Star in the constellation Libra

HR 5455 is a binary star system located at a distance of 88 light years from the Sun in the southern zodiac constellation of Libra. It has a yellow-white hue and is just barely visible to the naked eye with an apparent visual magnitude of 6.20. The system is drifting closer to the Sun with a radial velocity of −66 km/s and has a high proper motion, traversing the celestial sphere at the rate of 0.945 arcsecond per year. It is a well-known high velocity star system with a net heliocentric velocity of 158.8 km/s. The system is orbiting through the galaxy with a high eccentricity of 0.62, which carries it from as close as 4.1 out to 17.5 kpc away from the Galactic Center.

==Binary system==
This star was found to be a binary system based on variations in radial velocity data collected from the Hipparcos satellite. The pair have an orbital period of 1086 ± with photometric data yielding an angular separation of 21.28±2.88 mas. Observations from the Gaia DR2 provide an estimated linear semimajor axis of 1.589 AU. The eccentricity of the orbit is unknown, but has been assumed to be near zero.

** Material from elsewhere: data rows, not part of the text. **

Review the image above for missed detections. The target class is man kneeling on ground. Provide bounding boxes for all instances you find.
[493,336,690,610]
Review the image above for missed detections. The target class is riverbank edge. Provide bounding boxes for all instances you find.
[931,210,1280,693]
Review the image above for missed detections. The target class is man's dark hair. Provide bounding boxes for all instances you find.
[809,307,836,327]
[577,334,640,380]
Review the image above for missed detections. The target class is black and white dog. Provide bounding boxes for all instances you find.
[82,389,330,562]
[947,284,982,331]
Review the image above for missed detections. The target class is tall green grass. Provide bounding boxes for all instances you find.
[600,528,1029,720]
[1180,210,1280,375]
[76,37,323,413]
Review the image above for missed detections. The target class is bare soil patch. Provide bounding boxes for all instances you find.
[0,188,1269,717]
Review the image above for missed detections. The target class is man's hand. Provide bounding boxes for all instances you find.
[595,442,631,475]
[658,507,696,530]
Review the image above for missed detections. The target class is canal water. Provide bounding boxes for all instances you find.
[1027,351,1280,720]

The visible member of this system, designated component Aa, has a stellar classification of F6V. Superficially, it resembles 2–3 billion year old F-type main-sequence star that is generating energy through core hydrogen fusion. However, the star displays anomalies that are a challenge to explain through the normal star formation process. The first is the high velocity orbit of the star through the Milky Way, which would be very difficult for a young population I star to accomplish. The second is an abnormally low iron-to-magnesium [Fe/Mg] abundance ratio. This strongly suggests it is an ancient population II star that was formed during the early starburst phase of the galaxy about 12 billion years ago – a period when high levels of magnesium was released during supernovae explosions of massive stars. Both anomalies can be explained by a mass transfer that converted a much older star into a blue straggler.

Evidence suggests that the companion, Ab, is a white dwarf star that evolved from an F- or G-type main-sequence star with a similar mass to the current primary. As component Ab became a red giant, it overflowed its Roche lobe and mass transfer took place. The white dwarf now has less than half the mass of the Sun, having transferred a substantial fraction of its mass to the current primary. The interaction would have circularized the orbit of the pair.

==Properties==
The current primary has 1.32 times the mass of the Sun and 1.39 times the Sun's radius. It has a low metallicity and is completely lacking in lithium. The star is spinning with a projected rotational velocity of 16.2 km/s. It is radiating 2.75 times the luminosity of the Sun from its photosphere at an effective temperature of 6,341 K. The system is a source for X-ray emission.